“Vím Proč!”: School Science Contest Rewards Promising Young Czech Scientists
The annual school science competition “Vím Proč” is returning this year. All primary and secondary level schoolchildren in the Czech Republic are invited to submit a three-minute video demonstrating a physics experiment, and could win CZK 10,000 for themselves and CZK 200,000 for their school. Photo credit: Freepik
Czech Republic, Feb 7, 2022 (BD) – The annual school science competition “Vím Proč” (“I Know Why”) is offering a total of CZK 500,000 in prizes for schoolchildren who submit the best videos of physics experiments. As well as cash prizes for the students themselves, CZK 200,000 will also go to the winning team’s school in both main categories. There will also be special prizes for the best video experiment made by an all-girl team, the best experiment involving green energy sources, and for the most popular video with the public.

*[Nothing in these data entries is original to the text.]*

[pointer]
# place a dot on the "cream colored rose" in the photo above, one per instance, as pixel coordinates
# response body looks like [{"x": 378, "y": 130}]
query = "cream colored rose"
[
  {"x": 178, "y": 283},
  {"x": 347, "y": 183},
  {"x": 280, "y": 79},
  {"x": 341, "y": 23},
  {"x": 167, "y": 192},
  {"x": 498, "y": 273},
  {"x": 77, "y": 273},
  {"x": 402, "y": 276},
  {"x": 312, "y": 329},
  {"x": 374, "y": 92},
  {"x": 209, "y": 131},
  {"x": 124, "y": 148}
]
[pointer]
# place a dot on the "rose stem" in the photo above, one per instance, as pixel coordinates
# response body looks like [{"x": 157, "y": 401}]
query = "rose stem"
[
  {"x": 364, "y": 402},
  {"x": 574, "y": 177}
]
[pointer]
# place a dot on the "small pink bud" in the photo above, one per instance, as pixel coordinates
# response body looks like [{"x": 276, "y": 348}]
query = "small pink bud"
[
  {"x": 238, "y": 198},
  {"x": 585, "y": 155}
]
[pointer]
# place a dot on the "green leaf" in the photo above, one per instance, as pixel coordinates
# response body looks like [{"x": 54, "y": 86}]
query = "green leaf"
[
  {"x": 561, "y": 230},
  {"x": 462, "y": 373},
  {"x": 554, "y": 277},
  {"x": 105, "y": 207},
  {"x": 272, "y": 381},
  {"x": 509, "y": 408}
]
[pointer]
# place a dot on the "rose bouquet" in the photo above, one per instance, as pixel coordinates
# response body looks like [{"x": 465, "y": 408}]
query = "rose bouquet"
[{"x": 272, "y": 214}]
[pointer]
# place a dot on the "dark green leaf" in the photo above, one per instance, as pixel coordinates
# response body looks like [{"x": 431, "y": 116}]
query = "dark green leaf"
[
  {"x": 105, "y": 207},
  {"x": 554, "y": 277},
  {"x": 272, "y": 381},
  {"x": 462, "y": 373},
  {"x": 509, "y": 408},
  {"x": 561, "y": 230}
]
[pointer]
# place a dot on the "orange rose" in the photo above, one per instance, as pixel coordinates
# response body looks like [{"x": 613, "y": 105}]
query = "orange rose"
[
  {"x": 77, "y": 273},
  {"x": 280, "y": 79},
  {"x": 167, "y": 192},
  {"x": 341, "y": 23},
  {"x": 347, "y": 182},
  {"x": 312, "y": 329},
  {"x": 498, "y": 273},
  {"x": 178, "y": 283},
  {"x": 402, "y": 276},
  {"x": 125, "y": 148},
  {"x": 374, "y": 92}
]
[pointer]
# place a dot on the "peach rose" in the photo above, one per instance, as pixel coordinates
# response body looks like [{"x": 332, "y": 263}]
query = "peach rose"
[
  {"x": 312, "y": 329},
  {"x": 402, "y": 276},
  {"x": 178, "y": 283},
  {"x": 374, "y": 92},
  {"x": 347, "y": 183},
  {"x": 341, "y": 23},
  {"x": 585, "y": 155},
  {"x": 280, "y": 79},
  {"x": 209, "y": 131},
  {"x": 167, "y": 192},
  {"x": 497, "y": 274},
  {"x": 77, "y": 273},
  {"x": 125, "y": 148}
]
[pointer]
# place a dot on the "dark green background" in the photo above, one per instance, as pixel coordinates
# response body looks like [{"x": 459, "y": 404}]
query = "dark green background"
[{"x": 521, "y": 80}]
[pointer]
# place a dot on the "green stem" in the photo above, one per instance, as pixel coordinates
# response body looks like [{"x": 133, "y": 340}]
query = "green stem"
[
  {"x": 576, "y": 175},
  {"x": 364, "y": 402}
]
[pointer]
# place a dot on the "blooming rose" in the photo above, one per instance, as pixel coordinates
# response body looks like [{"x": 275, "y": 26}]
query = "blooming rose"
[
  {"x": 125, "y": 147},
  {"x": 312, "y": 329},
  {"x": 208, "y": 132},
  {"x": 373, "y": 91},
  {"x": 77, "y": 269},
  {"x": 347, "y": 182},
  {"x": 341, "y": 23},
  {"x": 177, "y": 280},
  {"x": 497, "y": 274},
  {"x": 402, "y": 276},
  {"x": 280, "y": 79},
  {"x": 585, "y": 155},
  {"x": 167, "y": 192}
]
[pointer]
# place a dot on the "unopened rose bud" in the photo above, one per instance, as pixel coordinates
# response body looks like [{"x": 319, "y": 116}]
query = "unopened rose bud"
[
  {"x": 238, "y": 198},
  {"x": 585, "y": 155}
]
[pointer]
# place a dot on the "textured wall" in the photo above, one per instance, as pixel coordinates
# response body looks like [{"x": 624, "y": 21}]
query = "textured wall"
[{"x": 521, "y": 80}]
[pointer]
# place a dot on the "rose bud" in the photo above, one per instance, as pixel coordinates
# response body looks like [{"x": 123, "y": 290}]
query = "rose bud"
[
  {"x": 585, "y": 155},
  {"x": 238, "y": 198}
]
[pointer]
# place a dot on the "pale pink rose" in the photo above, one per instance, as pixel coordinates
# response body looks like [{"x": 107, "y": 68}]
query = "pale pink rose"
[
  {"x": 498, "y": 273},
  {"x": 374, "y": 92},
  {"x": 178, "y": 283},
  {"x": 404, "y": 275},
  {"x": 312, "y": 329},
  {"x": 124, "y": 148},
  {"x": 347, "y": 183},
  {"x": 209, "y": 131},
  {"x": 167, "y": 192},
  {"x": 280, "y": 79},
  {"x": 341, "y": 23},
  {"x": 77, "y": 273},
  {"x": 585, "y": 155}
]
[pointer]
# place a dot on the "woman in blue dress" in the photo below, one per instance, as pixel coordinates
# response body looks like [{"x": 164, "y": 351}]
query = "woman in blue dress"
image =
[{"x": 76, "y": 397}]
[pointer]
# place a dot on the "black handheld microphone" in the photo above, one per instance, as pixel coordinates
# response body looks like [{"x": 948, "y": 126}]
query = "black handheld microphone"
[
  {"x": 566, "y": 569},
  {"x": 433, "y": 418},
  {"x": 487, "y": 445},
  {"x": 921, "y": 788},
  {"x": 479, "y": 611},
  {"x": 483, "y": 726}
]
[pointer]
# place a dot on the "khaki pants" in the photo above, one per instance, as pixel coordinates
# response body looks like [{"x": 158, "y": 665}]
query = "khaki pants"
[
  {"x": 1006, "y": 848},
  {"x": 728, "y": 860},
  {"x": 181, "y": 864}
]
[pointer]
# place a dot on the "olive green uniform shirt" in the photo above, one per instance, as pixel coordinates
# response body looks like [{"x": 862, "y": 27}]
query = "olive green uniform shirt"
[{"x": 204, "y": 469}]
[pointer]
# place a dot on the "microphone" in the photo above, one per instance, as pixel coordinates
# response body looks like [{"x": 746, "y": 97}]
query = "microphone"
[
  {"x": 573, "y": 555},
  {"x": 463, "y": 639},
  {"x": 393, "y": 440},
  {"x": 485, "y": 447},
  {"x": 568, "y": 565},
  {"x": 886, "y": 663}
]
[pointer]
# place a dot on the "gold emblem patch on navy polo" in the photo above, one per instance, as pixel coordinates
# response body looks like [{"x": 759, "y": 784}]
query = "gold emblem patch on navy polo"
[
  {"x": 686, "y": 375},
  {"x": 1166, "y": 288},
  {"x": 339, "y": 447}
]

Contestants have several months to plan and record their films. They can upload short videos of their experiments to www.vimproc.cz until May 15th. At the same website they can also watch all the videos from previous years, which can serve not only as inspiration for their own work, but also as interesting teaching material for teachers.
Now in its 8th year, the competition shows children that physics can be a lot of fun. The children’s task is to make a short video in which they explain a physical phenomenon or law through an experiment. The aim is to show that physics is not just boring formulas, but that it can be fun to experiment with the most ordinary objects.
This year’s Vím Proč contest also offers two additional competition categories. A power bank with a solar panel can be won by those who decide to film an experiment using renewable energy sources (sun, water, wind) or an experiment related to nuclear energy.
“Energy is actually a great demonstration of what we can do with physics: we can harness the energy of water, steam, wind, atomic nuclei and sunlight to our advantage, and we are working on making artificial stars on Earth. We believe that if young people find their way to physics, maybe some of them will decide to join us in the future and change energy in a way that is as friendly as possible for our planet,” said Martin Máca, head of the ČEZ strategic recruitment team that organizes Vím Proč.
As well as that, girls-only teams automatically compete to win a fun physics show for their whole class by the Údif (or Amazing Physics Theatre) troupe. “Our surveys show that physics is still perceived as more of a subject ‘for boys’. We therefore want to encourage all inquisitive girls to disregard such outdated views and instead enjoy the experimentation to the full. There are a lot of very interesting career opportunities for women in the energy sector,” added Máca.